The problem: I was talking with a friend about a long awaited vacation I took recently. Before I could tell her anything about it, she blurted out, “Oh, I’ve been there, too!” and proceeded to tell me all about her trip. This also has happened with restaurants where, if I mention one I’ve been to, people jump in with their own opinions of the place and don’t even ask me what I think. Am I wrong to hate all this one-upping?

Low road: Oh, seriously, that is nothing compared with what my friends do to me when I try to talk about my dog’s adorableness and they think their dogs are even more adorable when they — oh, wait. Sorry.

 

High road: You’re annoyed because you’ve been hijacked or, more accurately, your conversation has been. You thought that it was going to go one way — the way where you get to relive happy memories from a great trip with an enthusiastic listener. Instead, you’re forced into the role of enthusiastic listener. We’re all guilty of doing this at times.

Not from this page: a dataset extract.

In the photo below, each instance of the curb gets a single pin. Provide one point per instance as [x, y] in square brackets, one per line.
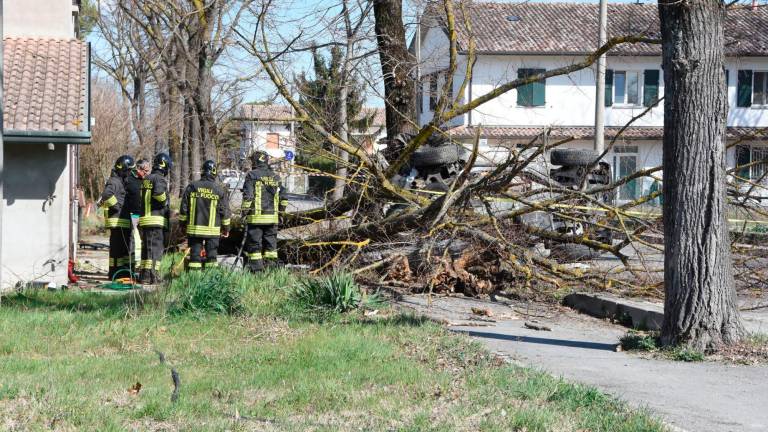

Part of our eagerness to leap in stems from a well-intentioned desire to connect on a similar experience. The best communicators, though, pause to give others room to continue or, better, ask questions about trip highlights or the tastiest menu item. Only after a decent interval do they offer that these stories bring back many happy parallel stories.

The good news is that Mr. and Ms. Hijacker, as self-absorbed as they may be, cannot co-opt your memories or your warm feelings. If you still need affirmation, or the ability to debrief without interruption, post your favorite photos on social media and start counting the likes.